Умно. Мне бы в жизни не добраться до сути дела так быстро, к тому же куда тактичнее задать вопрос Трине, а не Мильтону.
– Он говорит, у меня «серая смерть», ваше высочество, но он ошибается. Будь это она, я б себя хуже чувствовала, да?
– Наверное. Тогда тебе ни к чему знать то, что мы с принцессой Эдди пришли рассказать.
– Что вы хотите мне рассказать? – спросила Трина. – Прощения просим.
– Что принцесса Эдди знает, как одолеть «серую смерть».
– Говорю вам, у меня не «серая смерть». К завтрему мне полегчает.
– С помощью плана Эдди ты можешь поправиться уже сегодня.
Трина отвернулась лицом к стене:
– У меня не «серая смерть».
Лицо у Мэрил сделалось такое же, как в те мгновения, когда ее боевой конь Бейн начинал артачиться. С Бейном она прибегала к шпорам и хлысту. Трине же сказала просто:
– Повелеваю тебе выслушать план принцессы Эдди.
Трина не стала отказываться. Она лишь передвинула голову и проворчала:
– Подушка слишком жесткая. Раз уж я болею, мне бы подушку помягче.
Мильтон встал:
– Найдем помягче.
Мэрил вскочила:
– Я тоже пойду. Надеюсь, ты скоро поправишься, Трина.

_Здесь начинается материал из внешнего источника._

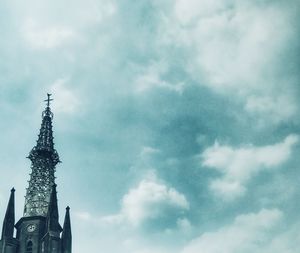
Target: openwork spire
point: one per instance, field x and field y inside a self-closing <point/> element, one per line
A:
<point x="43" y="158"/>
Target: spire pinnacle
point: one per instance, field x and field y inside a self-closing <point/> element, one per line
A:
<point x="9" y="219"/>
<point x="44" y="158"/>
<point x="48" y="100"/>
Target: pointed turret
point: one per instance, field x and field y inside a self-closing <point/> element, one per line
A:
<point x="45" y="145"/>
<point x="66" y="238"/>
<point x="43" y="158"/>
<point x="9" y="219"/>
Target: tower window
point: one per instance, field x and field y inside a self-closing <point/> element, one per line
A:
<point x="29" y="247"/>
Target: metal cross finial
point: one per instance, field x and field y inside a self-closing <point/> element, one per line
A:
<point x="48" y="100"/>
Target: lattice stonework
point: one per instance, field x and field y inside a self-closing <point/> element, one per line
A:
<point x="43" y="161"/>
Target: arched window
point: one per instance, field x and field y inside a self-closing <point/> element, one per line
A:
<point x="29" y="247"/>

– А я побуду еще немного, – сказала я.
Мэрил меня разочаровала. Но Трина не ее горничная, так что это не ее забота.
Когда они ушли, я перебралась на стул Мильтона, пододвинув его к постели. Правильные слова не шли на ум.
– Не ждите, что я стану развлекать вас, ваше высочество.
– Да я и не жду, – произнесла я с удивлением. И тут у меня появилась идея. – Ночью мне приснилась матушка.
– Старая королева, – отозвалась Трина, по-прежнему не глядя на меня и не проявляя ни малейшего интереса.
– Верно. – Я подалась вперед. – Знаешь, что она мне сказала?
Никакого ответа.
– Она сказала, что скучает по жизни.
– По королевской жизни. Вот по чему она скучает, ваше высочество. Прощения просим.
– А знаешь, что она еще сказала?
Тишина.
– Она сказала, что могла бы вылечиться, если бы боролась. Она сказала: «Эдди, „серая смерть“ была здесь, у меня в груди. Если бы я искала ее, то нашла бы».